The executive committee of the NTC, despite repeated requests by these scribes in various articles and books, has failed to recommend the establishment of a National Revenue of Board to the Monitoring Committee of the National Finance Commission. This could have been done by amending the Federal Board of Revenue Act, 2007, and passing of resolutions by the provincial assemblies under the constitution. Now it is not possible until the provincial assemblies come into existence after general elections, which under the normal circumstances were due not later than October 12, 2023, but have been delayed due to premature dissolution of three assemblies, ongoing political uncertainty and inefficiencies at the Election Commission of Pakistan.
The NTC should seriously consider the models of Swedish revenue authority (Skatteverket) and Canadian Revenue Authority that not only collect taxes at all tiers of government but also extend benefits like social security, food stamps, universal pension and income support. Linking the databases of various bodies with the NRB (complete digitisation) can be a great step towards an e-government model for the country.
The complete roadmap for achieving this goal was discussed in A Tax Policy For Growth, (The News on Sunday, June 18), Prudent Fiscal Management, (The News on Sunday, February 12), A Tax Policy Proposal, (The News on Sunday, January 1), Challenges on the Fiscal Front, (The News on Sunday, November 20, 2022), as well as some other articles.

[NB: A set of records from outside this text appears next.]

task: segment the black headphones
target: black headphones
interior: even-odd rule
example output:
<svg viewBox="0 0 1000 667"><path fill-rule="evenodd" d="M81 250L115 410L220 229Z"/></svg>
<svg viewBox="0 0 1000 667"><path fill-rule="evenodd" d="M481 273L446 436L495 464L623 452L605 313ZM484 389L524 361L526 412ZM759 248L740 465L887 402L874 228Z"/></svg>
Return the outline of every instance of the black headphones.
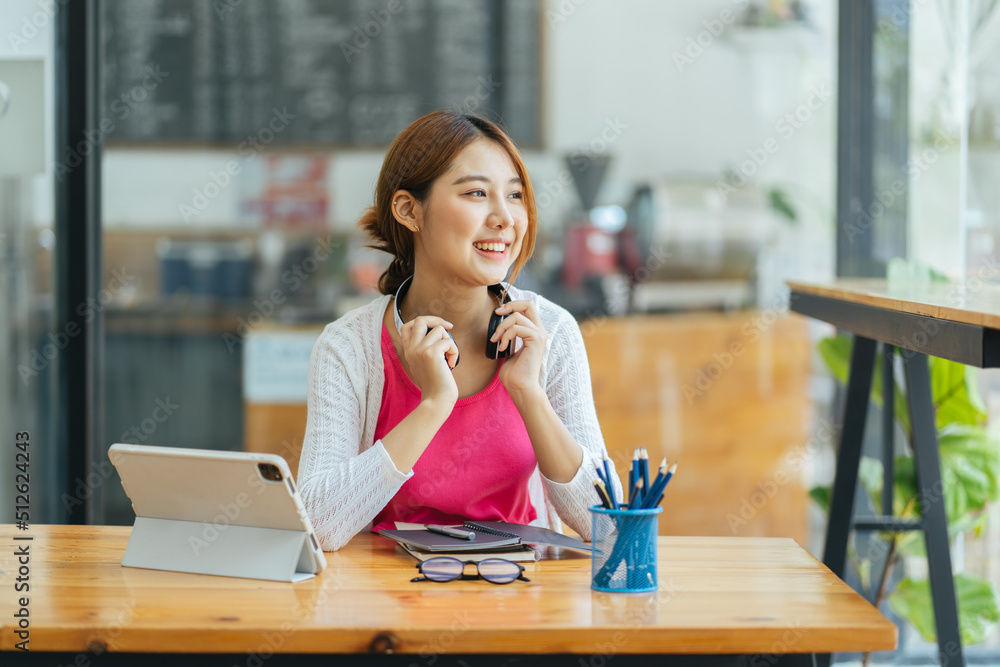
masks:
<svg viewBox="0 0 1000 667"><path fill-rule="evenodd" d="M396 321L396 331L400 331L403 328L403 316L399 312L399 302L406 295L407 290L410 289L410 282L412 280L413 276L410 276L409 278L404 280L403 284L400 285L399 289L396 290L396 300L393 307L393 316L395 317ZM510 295L507 294L507 290L504 288L502 284L497 283L496 285L490 285L489 287L487 287L487 289L490 291L490 294L497 297L497 299L500 301L500 305L510 302ZM494 342L490 340L490 338L493 337L493 334L496 333L497 327L500 326L500 323L503 322L505 317L507 317L507 315L501 315L496 311L490 314L490 324L486 331L487 359L499 359L501 357L507 358L514 354L513 342L507 345L507 349L500 351L497 349L498 347L500 347L500 341ZM445 333L451 336L451 340L454 342L455 337L451 335L451 332L446 330ZM461 361L461 359L462 359L462 352L461 350L459 350L458 358L455 360L455 366L458 366L458 362ZM452 370L454 369L455 367L453 366Z"/></svg>

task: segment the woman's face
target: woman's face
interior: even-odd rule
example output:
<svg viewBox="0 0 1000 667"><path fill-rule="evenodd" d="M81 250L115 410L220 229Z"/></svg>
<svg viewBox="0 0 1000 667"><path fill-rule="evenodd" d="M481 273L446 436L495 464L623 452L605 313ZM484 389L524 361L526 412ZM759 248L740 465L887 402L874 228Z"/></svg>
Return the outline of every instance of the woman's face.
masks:
<svg viewBox="0 0 1000 667"><path fill-rule="evenodd" d="M488 139L466 146L423 203L417 252L428 261L421 268L470 285L503 280L528 228L523 192L503 148Z"/></svg>

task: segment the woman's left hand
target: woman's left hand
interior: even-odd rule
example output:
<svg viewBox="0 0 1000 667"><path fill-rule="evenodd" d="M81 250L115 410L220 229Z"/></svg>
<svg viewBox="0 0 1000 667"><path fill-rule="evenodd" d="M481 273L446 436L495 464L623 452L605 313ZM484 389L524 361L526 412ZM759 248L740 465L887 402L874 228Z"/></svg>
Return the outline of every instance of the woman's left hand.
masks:
<svg viewBox="0 0 1000 667"><path fill-rule="evenodd" d="M514 345L515 337L524 342L520 348L515 348L513 356L503 362L500 381L512 396L540 390L542 356L548 335L538 309L533 302L522 300L510 301L496 312L506 315L491 338L500 341L499 350L502 352L508 345Z"/></svg>

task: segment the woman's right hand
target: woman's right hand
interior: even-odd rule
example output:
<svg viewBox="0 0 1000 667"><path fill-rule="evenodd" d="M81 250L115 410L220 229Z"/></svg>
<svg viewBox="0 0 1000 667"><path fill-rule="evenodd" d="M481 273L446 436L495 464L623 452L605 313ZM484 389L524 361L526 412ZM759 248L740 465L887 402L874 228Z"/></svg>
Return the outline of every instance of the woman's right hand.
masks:
<svg viewBox="0 0 1000 667"><path fill-rule="evenodd" d="M448 330L454 325L440 317L420 315L399 330L403 361L420 390L420 401L434 401L450 410L458 401L458 384L451 369L458 363L458 346Z"/></svg>

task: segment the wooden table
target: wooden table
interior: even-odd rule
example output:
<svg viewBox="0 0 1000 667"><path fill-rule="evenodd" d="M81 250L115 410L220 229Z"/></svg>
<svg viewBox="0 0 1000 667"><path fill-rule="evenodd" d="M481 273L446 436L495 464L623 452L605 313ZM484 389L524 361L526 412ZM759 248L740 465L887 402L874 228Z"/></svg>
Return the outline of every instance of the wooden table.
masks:
<svg viewBox="0 0 1000 667"><path fill-rule="evenodd" d="M1000 366L1000 285L982 281L890 289L885 280L789 281L791 309L922 354Z"/></svg>
<svg viewBox="0 0 1000 667"><path fill-rule="evenodd" d="M248 664L248 653L274 653L268 665L294 657L279 654L353 664L317 656L391 649L404 654L386 656L398 664L428 666L469 654L478 654L470 664L499 664L497 655L511 653L572 665L612 655L628 665L628 654L649 653L742 664L760 653L771 665L794 663L791 654L896 646L892 623L787 538L661 537L660 590L609 594L589 588L590 558L573 552L527 563L531 583L411 583L415 561L368 533L299 584L126 568L130 530L32 526L31 542L15 542L24 533L0 526L0 649L18 641L14 544L30 544L31 656L53 652L41 664L79 664L72 653L87 651L104 653L96 664L160 664L137 653L205 654L163 658L185 667ZM116 654L132 662L107 661ZM17 655L0 660L17 664L8 662Z"/></svg>
<svg viewBox="0 0 1000 667"><path fill-rule="evenodd" d="M980 368L1000 366L1000 286L978 279L901 286L873 279L788 284L793 311L854 334L823 562L844 576L852 528L922 530L940 655L949 665L964 665L927 355ZM921 489L920 521L889 515L852 521L877 343L882 344L886 361L894 359L895 348L903 350L916 481ZM893 363L882 364L883 514L892 511L894 479L892 368Z"/></svg>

In the forthcoming federal and provincial budgets, hopefully to be prepared by elected governments, the policymakers and legislature need to restructure the tax system to tap the real tax potential at national level. At the same time, they must provide quality social services to the citizens, drastically cut wasteful expenditures, get rid of the mess in the energy sector and stop further bleeding of public funds through loss-bearing state owned enterprises.
Pakistan has outdated, colonial-style administrative and judicial structures. The bureaucrats are virtual parasites and since rent-seeking is accepted as a norm, even the private sector is neither a growth catalyst nor ready for innovation.
We must assign top priority to fundamental structural reforms to dismantle the elitist and rent-seeking economic system. Inclusive growth for prosperity of all citizens is not possible under this system.
Dr Ikramul Haq, an advocate of the Supreme Court and writer is adjunct faculty at the Lahore University of Management Sciences.
Abdul Rauf Shakoori is a corporate lawyer based in the USA.